Tax Due Diligence in M&A Transactions

Non classé / 2 septembre 2024

Tax due diligence is an important aspect of M&A that is often overlooked. Because the IRS cannot effectively conduct an audit of each company in the United States, mistakes or oversights during the M&A process could lead to severe penalties. A well-planned and meticulously documented process can assist you in avoiding these penalties.

Tax due diligence generally refers to the review of previous tax returns as well as informational filings from current as well as past years. The scope of the audit is dependent on the type of transaction. For example, entity acquisitions typically involve greater potential exposure than asset purchases, due to the fact that taxable targets may be subject to joint and several liability for the taxes of all corporations participating. Other factors include whether or not a tax-exempt entity has been included in the Federal tax returns consolidated and the amount of documentation related to transfer pricing for intercompany transactions.

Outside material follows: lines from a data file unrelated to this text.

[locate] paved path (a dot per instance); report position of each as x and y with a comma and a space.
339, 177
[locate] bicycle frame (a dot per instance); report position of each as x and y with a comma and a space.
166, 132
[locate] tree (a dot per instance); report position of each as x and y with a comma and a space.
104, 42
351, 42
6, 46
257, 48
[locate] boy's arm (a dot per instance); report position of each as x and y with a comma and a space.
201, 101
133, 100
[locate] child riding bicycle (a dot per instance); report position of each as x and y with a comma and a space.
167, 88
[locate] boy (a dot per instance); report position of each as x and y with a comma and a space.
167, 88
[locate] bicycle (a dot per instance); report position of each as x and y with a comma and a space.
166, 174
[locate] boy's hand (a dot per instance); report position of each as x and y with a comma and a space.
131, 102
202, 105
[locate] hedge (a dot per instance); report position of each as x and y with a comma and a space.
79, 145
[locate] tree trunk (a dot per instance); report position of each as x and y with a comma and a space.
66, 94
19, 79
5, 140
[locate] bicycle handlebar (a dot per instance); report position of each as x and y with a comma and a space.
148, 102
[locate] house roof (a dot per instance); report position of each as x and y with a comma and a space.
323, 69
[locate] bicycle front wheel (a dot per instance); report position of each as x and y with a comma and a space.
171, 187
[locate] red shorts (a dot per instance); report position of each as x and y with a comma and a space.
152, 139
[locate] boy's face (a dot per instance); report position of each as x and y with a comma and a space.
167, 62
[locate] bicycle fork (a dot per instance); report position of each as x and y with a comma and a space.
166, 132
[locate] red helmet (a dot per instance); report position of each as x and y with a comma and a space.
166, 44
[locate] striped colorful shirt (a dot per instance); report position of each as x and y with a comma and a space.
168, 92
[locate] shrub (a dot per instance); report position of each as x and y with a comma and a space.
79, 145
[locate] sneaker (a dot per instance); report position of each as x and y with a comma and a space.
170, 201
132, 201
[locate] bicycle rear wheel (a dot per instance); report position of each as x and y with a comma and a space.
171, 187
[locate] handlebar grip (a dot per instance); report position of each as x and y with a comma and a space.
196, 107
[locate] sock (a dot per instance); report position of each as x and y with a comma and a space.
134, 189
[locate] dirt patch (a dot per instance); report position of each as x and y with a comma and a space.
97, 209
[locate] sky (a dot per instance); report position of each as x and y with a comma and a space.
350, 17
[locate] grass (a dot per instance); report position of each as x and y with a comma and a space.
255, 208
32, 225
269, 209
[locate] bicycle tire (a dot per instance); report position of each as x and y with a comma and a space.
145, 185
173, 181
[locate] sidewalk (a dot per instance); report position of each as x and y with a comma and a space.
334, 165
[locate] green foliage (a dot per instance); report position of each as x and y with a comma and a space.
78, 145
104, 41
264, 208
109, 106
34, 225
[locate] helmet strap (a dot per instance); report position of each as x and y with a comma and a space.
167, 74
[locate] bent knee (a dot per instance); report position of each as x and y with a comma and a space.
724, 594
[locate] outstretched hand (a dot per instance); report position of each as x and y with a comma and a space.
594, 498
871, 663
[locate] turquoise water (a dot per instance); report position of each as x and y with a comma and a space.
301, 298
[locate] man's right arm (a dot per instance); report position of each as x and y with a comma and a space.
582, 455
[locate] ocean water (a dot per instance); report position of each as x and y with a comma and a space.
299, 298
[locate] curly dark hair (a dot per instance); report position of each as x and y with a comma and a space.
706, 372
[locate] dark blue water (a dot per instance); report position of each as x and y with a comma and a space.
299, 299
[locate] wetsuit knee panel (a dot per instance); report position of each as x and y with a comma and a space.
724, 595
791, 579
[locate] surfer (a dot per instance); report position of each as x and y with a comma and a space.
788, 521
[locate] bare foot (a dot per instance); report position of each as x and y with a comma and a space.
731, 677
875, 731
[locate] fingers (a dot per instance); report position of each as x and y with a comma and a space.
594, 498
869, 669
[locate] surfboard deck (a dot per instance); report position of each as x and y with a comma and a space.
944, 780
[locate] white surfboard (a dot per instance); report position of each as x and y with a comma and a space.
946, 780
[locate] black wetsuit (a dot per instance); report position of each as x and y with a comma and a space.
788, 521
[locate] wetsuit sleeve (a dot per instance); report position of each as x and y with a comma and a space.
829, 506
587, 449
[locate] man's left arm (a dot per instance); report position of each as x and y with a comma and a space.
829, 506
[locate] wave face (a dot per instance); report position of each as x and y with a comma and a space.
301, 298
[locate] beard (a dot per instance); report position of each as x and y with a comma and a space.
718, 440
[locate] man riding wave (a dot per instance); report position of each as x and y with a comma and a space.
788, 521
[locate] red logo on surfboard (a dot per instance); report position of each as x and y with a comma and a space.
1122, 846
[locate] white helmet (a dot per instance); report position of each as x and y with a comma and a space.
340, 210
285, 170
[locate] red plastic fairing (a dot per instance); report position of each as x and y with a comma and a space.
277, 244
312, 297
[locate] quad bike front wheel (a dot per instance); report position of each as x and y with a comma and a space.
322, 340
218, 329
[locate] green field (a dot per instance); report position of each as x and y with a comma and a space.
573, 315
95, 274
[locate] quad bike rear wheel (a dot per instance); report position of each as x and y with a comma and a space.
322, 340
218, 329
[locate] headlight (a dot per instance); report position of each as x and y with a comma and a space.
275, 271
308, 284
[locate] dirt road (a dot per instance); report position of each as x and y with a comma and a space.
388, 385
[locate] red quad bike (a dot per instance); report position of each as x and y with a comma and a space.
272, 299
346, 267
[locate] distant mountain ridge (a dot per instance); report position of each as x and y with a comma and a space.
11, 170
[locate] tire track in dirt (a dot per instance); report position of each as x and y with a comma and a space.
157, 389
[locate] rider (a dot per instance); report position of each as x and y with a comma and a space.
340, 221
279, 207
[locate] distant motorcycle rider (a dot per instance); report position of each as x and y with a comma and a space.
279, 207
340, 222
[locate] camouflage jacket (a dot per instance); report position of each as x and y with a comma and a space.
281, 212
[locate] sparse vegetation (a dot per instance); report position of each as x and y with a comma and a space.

Reviewing prior tax years can help determine if the company is complying with regulatory requirements, as well as some red flags indicating possible tax evasion. These red flags include, but aren’t the only ones:

Interviews with top management personnel are the final step in tax due diligence. These interviews are designed to answer any questions the buyer might have and clarify any issues allywifismart.com that might have an impact on the deal. This is especially crucial when purchasing companies with complex structure or uncertain tax positions.